Metaprogramming for madmen

This post is part of the series “Debris: Opening the box“.

Okay, previous posts from this series aimed to actually convey useful technical information: assuming you actually want to write say a mesh generator, there’s definitely useful bits there.

This is not one of these posts. In fact, this is about what is pretty much the complete opposite: an insane ploy that, against all odds, actually kinda worked, then spectacularly backfired. We knew ahead of time this was gonna happen, but we were desperate. I don’t think there’s anything of any use we actually learned from the whole thing – but it makes for a cool story (in a very nerdy way), so why not? Consider it a (seasonally appropriate!) easter egg.

The setting

This is recounting a true story that took place in late March and early April 2004 – a bit less than 2 weeks before Breakpoint 2004, where we planned to release our 96k first-person shooter “.kkrieger”. While being a nice technical challenge, it was a complete failure as far as the game side was concerned (mostly because no-one involved really deeply cared about that aspect). That’s not what this post is about though – the point is that we very nearly missed the 96k limit too.

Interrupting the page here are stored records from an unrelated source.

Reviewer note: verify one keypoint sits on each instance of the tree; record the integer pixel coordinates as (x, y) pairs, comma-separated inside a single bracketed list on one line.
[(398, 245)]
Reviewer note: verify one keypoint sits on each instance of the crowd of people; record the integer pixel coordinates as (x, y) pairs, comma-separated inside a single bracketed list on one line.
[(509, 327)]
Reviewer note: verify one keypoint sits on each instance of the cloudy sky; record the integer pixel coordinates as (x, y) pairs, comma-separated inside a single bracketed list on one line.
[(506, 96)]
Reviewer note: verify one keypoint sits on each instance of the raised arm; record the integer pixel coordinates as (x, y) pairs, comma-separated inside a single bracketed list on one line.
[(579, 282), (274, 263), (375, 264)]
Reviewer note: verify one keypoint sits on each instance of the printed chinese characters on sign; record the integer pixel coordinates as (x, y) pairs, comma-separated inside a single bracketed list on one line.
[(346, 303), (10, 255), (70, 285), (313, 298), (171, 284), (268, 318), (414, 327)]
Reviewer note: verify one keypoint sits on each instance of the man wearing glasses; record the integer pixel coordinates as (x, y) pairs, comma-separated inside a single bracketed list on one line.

The way any self-respecting 4k intro, 64k intro or other size-limited program starts out is, well, too large. I haven’t done enough 4ks to give you an order of magnitude estimate, but most of our serious 64ks were somewhere around 70-80k a few weeks before they were supposed to be released. The last 2 weeks usually ended up turning into a frenetic rush to simultaneously get the thing actually finished (put all the content in etc.) and make it fit within the size limit. Doing either of those is a real challenge by itself. Doing both at once is both extremely stressful and mentally exhausting, and by the end of it, you’re basically in need of a vacation.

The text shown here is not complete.